As far as we know, there was no particular starting point. There was no "source" from which the universe began. All evidence speaks of a counterintuitive, but no less true conclusion from this: the Big Bang happened everywhere at the same time. Evidence abound, and gives them to us the universe itself. Judging by large-scale structures, clusters of galaxies, the appearance of the afterglow of the Big Bang, the average density of sections of space more than several hundred million light-years, etc., the universe gives us two important observable facts. Its properties are the same everywhere, and it looks the same in all directions. Physically speaking, the universe is homogeneous and isotropic.

Such characteristics of the universe can not be obtained with the help of an explosion - and the point. With the explosion, the fastest moving fragments are the most distant, but also the most scattered in space. The greater the distance, the less there should have been galaxies per unit volume - but this is not so in the Universe. In the case of an explosion, one could explicitly indicate its starting point. The universe works in such a way that this point would be just a few million light years from the Milky Way, on the border of a local group. Statistically, the chances of having such a point, given the presence in the Universe of more than 170 billion galaxies, are 100 times worse than winning a Powerball or Mega Millions lottery.

The fact that the Universe is homogeneous and isotropic suggests that the Big Bang happened at one moment, approximately 13.8 billion years ago, and is the same in all places. But we cannot see it in all places. We only see him where we are. Our review is limited. Therefore, you can often find similar illustrations: how our Universe is seen from our point of view, with us in the center.

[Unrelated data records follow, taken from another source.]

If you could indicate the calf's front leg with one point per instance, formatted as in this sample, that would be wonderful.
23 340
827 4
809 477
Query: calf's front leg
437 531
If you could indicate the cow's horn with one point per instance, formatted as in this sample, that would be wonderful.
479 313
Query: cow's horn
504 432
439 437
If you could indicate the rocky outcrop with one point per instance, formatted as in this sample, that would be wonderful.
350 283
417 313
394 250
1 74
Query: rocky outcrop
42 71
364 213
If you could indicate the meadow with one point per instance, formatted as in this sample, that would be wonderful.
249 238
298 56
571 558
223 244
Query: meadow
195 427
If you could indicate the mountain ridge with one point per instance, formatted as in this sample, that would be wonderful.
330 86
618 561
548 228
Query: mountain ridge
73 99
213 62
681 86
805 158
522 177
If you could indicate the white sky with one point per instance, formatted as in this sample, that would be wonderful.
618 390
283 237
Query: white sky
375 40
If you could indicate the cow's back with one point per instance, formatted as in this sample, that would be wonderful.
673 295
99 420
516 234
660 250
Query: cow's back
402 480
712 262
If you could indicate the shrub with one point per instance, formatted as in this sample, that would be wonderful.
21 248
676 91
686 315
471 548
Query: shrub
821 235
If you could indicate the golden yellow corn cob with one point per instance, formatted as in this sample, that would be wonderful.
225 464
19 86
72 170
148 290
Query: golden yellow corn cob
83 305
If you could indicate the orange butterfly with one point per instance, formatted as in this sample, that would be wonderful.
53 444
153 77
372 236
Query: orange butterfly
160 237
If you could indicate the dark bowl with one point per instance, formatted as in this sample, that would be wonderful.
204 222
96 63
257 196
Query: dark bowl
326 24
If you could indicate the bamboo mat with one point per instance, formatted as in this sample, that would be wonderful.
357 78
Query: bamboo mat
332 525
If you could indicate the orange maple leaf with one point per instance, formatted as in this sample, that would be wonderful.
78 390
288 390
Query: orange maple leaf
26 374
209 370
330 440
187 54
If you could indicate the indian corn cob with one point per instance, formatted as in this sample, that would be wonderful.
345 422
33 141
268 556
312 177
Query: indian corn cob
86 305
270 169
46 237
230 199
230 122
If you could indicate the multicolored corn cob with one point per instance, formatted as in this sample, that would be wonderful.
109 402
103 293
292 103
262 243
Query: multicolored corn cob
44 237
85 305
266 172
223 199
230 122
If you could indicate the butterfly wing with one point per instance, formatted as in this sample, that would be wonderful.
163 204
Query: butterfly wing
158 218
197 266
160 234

Artist's presentation of the observable universe on a logarithmic scale

But this does not mean that the Universe is a sphere! We, in fact, can measure the shape of the universe, and impose some restrictions on it. If you go outside and send two of your friends in two different directions so that you can see each other, the three of you will form a triangle. Each of you can measure the apparent angle between the other two. After that you can add these angles and you will get 180º - this is exactly the sum of the angles of the triangle.

Any triangle in flat space.

But the space does not have to be flat! It may have a negative curvature, like the surface of a saddle, when the sum of the angles is less than 180º. It can be bent positively, like the surface of a sphere, when the sum of the angles is more than 180º. If you stand at the equator in South America, one of your friends will stand at the equator in Africa, and the second at the North Pole, you will find that the angle difference will be big. The sum of the angles will be closer to 270º than to 180º. We have no friends in space, but we have something no worse: fluctuations of background radiation. Depending on the curvature of the space, they should look completely different.

We made observations, and found something amazing: the Universe, as far as we can judge, is flat. Very, very flat. The latest data from the Planck and Sloan Digital Sky Survey experiments show that if the Universe is twisted - positively or negatively - then this is noticeable on a scale of at least 400 more than the part of the Universe we observe. And we can see its part with a diameter of 92 billion light years.

So, the Big Bang happened everywhere at the same time, 13.8 billion years ago, and our Universe is spatially flat according to our best measurements. The Big Bang did not occur at any point, and we can judge this by the extreme isotropy and homogeneity of the Universe. These properties are so accurate that when we stumble on heterogeneity with a deviation of 0.01% from the average value, we already believe that something is wrong. So, if you claim that the Big Bang happened exactly where you are, and you are standing right in the center of everything that happens, no one will object to you. Just everything and everyone in the whole universe can say the same about themselves.